Repair bill for roads hits £300k

Men repairing the road

Men repairing the road

 

UTILITY firms are facing an estimated £300,000 repair bill for cracks, missing manhole covers and faulty fire hydrants across Edinburgh.

Scottish Water and other companies must tackle 605 reported faults which includes small Toby covers and access points on roads and pavements.

Road campaigners say the backlog is due to a lack of local government power to force utilities to tackle the problem.

Fines for failing to repair access points in some cases total just hundreds of pounds and are largely ignored by major firms, according to the Institute of Advanced 
Motorists.

The conservative estimate of £300,000 has been made on the basis that a Toby cover costs around £500 to replace. Larger manhole covers, which require traffic diversions in some cases, costs thousands of pounds each to replace, which means the total is likely to be far higher.

Councillor Lesley Hinds, the city’s transport leader, said current legislation is inadequate and that road bosses can only issue insignificant fines at present.

She said she will lobby Elspeth King, who takes up the post of Scottish road works commissioner next month, for new powers to crack down on firms who fail to address repairs.

She said: “The safety of road users in the city is extremely important and we continue to work closely with utility companies to make sure they play their part in keeping Edinburgh roads and pavements in good condition.

“There is an issue here around defective apparatus, however the current legislation does not permit councils to impose an inspection fee on utility companies unless a third party has reported the problem.

“Even then, the penalty is a one-off and so insignificant that it is hardly prohibitive at all. This is an issue I’ll be raising with the new roads commissioner at the earliest opportunity to see if we can bring about a change to the legislation.”

Scottish Water is responsible for the bulk of the repairs – recorded as 467 as of this month – although the publicly-owned firm said the situation was an improvement on two years ago, when the figure was nearly 2000 across Edinburgh.

At the time, Lothian and Borders Fire and Rescue chiefs highlighted the fact that 15 of these were fire hydrants which crews may have to depend on.

Neil Greig, director of policy at the Institute of Advanced Motorists, backed the call for new powers.

He said: “Most Edinburgh drivers will be shocked to learn Scottish Water hasn’t been able to get a handle on this problem.

“Very few fines have been issued and in many cases they are far less than the cost of repairing a single fault. Until the fines really hurt, they will just ignore them.”

Raymond Davidson, secretary of Edinburgh Taxi Association, said: “Some of the cracks and craters around these 
utility points have to be seen to be believed.

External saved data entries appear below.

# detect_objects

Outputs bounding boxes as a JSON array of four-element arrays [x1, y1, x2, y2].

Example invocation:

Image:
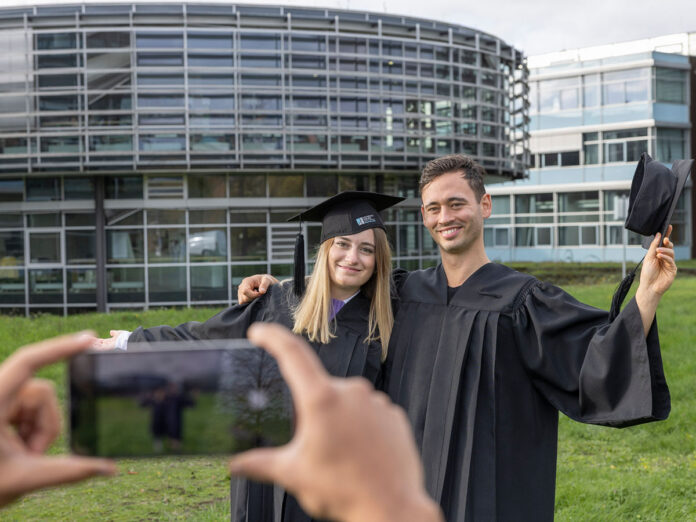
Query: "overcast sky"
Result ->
[[6, 0, 695, 55]]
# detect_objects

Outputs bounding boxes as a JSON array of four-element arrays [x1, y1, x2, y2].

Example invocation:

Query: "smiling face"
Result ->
[[327, 228, 377, 300], [420, 171, 491, 256]]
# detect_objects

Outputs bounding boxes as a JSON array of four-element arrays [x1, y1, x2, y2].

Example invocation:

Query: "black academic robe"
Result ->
[[129, 282, 382, 522], [384, 263, 670, 522]]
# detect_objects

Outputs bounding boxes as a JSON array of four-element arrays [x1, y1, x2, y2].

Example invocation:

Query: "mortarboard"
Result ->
[[609, 153, 693, 320], [288, 191, 405, 297]]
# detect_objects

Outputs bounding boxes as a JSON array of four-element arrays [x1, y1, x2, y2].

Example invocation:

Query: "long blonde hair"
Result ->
[[292, 228, 393, 360]]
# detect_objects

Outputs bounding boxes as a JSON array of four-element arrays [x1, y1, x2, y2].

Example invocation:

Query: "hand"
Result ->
[[0, 332, 116, 507], [92, 330, 128, 351], [229, 323, 442, 522], [236, 274, 278, 304], [639, 225, 677, 297]]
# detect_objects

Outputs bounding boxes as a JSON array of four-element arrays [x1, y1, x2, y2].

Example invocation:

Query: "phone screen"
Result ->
[[69, 340, 294, 457]]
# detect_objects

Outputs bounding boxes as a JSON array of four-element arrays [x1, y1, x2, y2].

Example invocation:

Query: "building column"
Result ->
[[95, 175, 107, 313]]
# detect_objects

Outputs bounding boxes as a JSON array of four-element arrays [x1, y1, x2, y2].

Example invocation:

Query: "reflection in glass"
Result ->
[[107, 267, 145, 303], [189, 228, 227, 262], [0, 232, 23, 265], [148, 228, 186, 263], [146, 209, 185, 225], [29, 269, 63, 304], [30, 233, 61, 263], [268, 175, 303, 197], [0, 268, 24, 304], [107, 230, 144, 263], [0, 179, 24, 201], [191, 265, 227, 301], [149, 266, 186, 302], [230, 228, 266, 261], [189, 209, 226, 225], [66, 231, 96, 264], [189, 175, 226, 198], [67, 269, 96, 303], [106, 176, 142, 199]]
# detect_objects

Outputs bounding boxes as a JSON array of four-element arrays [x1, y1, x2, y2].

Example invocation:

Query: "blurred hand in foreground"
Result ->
[[0, 332, 116, 507], [91, 330, 129, 351], [229, 323, 443, 522], [237, 274, 279, 304]]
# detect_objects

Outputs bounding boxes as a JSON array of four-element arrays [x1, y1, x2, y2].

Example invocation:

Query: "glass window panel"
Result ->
[[515, 193, 553, 213], [602, 82, 624, 105], [65, 213, 96, 227], [398, 224, 419, 256], [147, 209, 185, 225], [242, 134, 282, 152], [241, 55, 280, 68], [0, 214, 22, 227], [490, 196, 510, 215], [187, 33, 234, 50], [241, 74, 281, 86], [560, 151, 580, 166], [136, 33, 183, 48], [27, 178, 60, 201], [62, 177, 93, 200], [656, 68, 686, 103], [37, 54, 78, 69], [291, 36, 326, 52], [604, 142, 624, 163], [189, 228, 227, 262], [66, 231, 95, 264], [137, 74, 184, 87], [137, 53, 183, 67], [189, 94, 234, 111], [107, 267, 145, 303], [106, 210, 142, 226], [188, 54, 234, 67], [558, 191, 599, 213], [0, 232, 23, 265], [229, 174, 266, 197], [86, 52, 130, 70], [656, 128, 685, 163], [28, 214, 60, 227], [230, 211, 267, 224], [0, 268, 24, 304], [291, 134, 327, 151], [626, 140, 647, 162], [37, 33, 77, 50], [190, 134, 235, 152], [581, 226, 597, 245], [67, 269, 96, 303], [106, 176, 142, 199], [602, 128, 646, 139], [86, 32, 130, 48], [137, 94, 185, 108], [89, 135, 132, 152], [148, 266, 186, 302], [306, 174, 337, 197], [148, 228, 186, 263], [229, 227, 267, 260], [88, 93, 131, 110], [558, 226, 579, 246], [242, 95, 282, 111], [583, 143, 599, 165], [537, 228, 552, 246], [107, 230, 144, 263], [29, 269, 63, 304], [188, 175, 226, 198], [39, 95, 79, 111], [240, 35, 281, 50], [38, 74, 78, 89], [269, 175, 303, 197], [189, 209, 226, 224], [191, 265, 228, 301], [139, 134, 186, 152], [543, 153, 558, 167], [0, 179, 23, 202], [189, 74, 234, 86], [515, 227, 534, 247], [190, 114, 235, 127], [30, 232, 60, 263]]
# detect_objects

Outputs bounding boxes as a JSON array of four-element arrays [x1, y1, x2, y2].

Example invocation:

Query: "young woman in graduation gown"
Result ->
[[93, 192, 402, 522]]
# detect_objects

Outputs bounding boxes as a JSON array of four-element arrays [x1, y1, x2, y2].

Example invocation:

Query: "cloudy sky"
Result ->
[[5, 0, 695, 55]]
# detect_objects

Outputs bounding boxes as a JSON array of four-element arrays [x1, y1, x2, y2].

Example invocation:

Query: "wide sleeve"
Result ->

“There are a number on George IV Bridge, a horrendous one on Gorgie Road into Balgreen Road – it’s like a crater.

“The worst must be on Albany Street, which is the main diversion because of the tram works on York Place.

“You actually have to veer to avoid it because you wouldn’t come out if you hit it.

“Our drivers have to put the cabs in needing front end repairs, new back suspension, rear springs and shock absorbers replaced. It’s a big cost and I’d imagine regular members of the public get the same.”

A spokesman for Scottish Water said it was committed to clearing the backlog.

He said: “We have been working hard to drive down the number of faulty manhole covers in Edinburgh and carry out repairs. While the number has been significantly reduced, we recognise the inconvenience that can be caused and will continue to deal with reports of faulty manholes and repairs as quickly as possible.”